Unlike Braverman, both Cleverly and Cameron are unlikely to deviate from the script and attack the police or protesters. It would be difficult to imagine, for instance, either of them proposing that the UK should leave the European Convention on Human Rights so it can more easily deport refugees to Rwanda –- a main Braverman policy that courts have been blocking for months.
But Braverman’s impact is unlikely to vanish. Sunak has created a powerful foe of Braverman and given ammunition to critics who will view today as evidence of something they had already assumed: that the Prime Minister is a centrist traitor who is more at ease surrounded by other centrist Conservatives than promoting populism.”
Braverman’s controversial streak ends in dismissal
Braverman is a divisive figure among the Conservatives. She has tried to appeal to the right-wing base of the party with populist messages, and has become the symbol of Britain’s tough stance on asylum-seekers and illegal immigrants. However, her controversial language and actions in government have alienated many moderate members of the party.
She caused more tension between her office and the police with her comments on Saturday’s protest, just days after she posted on the social media platform X that rough sleepers chose to “live on the streets as a lifestyle choice,” and suggested a policy to prevent homeless people from getting tents.
Sunak had expressed his confidence in Braverman as recently as Thursday. But his spokesperson said on Monday that there were “issues around language” that came up during their working relationship, as well as “differences of style.”
“It’s right that we can move forward now and focus on what matters to people,” his spokesperson said.
Sunak is believed to have called Braverman on Monday morning after deciding to fire her.
But her removal could trigger a power struggle at the top of the ruling party, plunging Britain into another period of political turmoil and instability.
While a leadership challenge against Sunak would be a risky move for a party that has already gone through five prime ministers in seven years, there is a growing dissatisfaction among its members with Sunak’s failure to improve the Conservatives’ prospects.
Braverman might also be considering a bid for leadership after the upcoming general election, expected late next year, if the Conservatives lose power to the resurgent opposition Labour Party.
But in that case, Braverman would have to present herself as a radical alternative to Sunak in the next few months – a strategy that could undermine the prime minister’s electoral campaign in the new year.
This is the second time in just over a year that Braverman has been sacked as home secretary.
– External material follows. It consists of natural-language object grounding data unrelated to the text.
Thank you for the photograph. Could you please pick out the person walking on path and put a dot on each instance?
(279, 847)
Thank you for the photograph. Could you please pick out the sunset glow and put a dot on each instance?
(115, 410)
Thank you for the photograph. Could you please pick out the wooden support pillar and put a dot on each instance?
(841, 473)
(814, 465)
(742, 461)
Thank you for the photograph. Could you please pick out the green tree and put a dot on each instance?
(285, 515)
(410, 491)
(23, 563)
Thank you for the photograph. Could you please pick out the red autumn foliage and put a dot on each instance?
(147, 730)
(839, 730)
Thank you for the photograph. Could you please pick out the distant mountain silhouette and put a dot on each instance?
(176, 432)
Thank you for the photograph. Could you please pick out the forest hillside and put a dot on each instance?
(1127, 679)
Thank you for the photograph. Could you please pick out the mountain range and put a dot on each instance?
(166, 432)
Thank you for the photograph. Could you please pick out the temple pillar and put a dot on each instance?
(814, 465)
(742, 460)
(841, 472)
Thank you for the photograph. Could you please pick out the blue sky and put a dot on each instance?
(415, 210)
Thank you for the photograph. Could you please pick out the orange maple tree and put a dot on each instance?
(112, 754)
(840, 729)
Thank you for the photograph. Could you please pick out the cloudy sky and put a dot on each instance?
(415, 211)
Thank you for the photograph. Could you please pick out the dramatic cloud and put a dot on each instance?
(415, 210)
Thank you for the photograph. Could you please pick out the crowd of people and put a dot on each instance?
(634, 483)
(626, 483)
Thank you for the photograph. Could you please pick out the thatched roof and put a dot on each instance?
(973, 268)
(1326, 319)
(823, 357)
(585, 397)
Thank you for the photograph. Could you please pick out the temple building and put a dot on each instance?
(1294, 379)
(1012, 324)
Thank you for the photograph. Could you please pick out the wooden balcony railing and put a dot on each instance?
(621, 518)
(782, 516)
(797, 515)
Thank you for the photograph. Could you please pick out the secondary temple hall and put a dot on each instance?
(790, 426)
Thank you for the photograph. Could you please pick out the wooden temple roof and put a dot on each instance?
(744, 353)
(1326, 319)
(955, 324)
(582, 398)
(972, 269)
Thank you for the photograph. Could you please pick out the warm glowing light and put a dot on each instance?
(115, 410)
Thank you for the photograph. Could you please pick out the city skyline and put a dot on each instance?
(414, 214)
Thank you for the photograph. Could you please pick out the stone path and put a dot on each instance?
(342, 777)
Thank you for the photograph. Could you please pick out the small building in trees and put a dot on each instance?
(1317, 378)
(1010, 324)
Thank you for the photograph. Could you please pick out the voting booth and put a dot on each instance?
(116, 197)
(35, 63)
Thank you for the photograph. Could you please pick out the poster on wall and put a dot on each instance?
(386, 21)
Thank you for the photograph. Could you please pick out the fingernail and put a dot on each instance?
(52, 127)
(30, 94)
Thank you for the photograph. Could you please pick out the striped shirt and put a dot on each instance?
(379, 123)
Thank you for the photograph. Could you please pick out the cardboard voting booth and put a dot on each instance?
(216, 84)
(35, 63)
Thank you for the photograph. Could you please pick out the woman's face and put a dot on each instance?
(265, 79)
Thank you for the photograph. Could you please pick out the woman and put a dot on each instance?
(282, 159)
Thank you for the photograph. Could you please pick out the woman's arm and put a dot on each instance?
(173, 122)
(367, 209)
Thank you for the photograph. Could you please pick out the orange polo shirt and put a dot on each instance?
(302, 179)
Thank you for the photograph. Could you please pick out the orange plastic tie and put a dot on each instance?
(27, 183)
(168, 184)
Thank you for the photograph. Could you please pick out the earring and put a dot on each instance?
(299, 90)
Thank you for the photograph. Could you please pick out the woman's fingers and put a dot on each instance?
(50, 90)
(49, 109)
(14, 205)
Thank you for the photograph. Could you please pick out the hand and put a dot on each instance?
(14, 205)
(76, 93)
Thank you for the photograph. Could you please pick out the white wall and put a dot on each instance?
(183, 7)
She held the post for six weeks during Liz Truss’s chaotic premiership last year, before quitting for breaking ministerial rules by using a private email address.
But she returned to the same position just days later; her resignation led to Truss’s downfall, and her successor Sunak quickly restored her after taking power.
Under Sunak, Braverman led a high-profile campaign to crack down on small boat crossings by asylum-seekers. The government’s main illegal migration bill, passed by MPs earlier this year, would essentially give the government the authority to deport anyone who arrives illegally in the United Kingdom.
She is also a fierce culture warrior, using rhetoric from the American right to attack “woke” culture, transgender rights and climate protesters.
Her frequent attention-grabbing comments have provided ammunition to the government’s opponents. Last week, after Sunak’s government announced its plan for the new session of Parliament, opposition leader Keir Starmer warned Sunak in the House of Commons to “think very carefully about what she is committing your government to do.”
“Without a serious home secretary, there can be no serious government and he cannot be a serious prime minister,” Starmer said.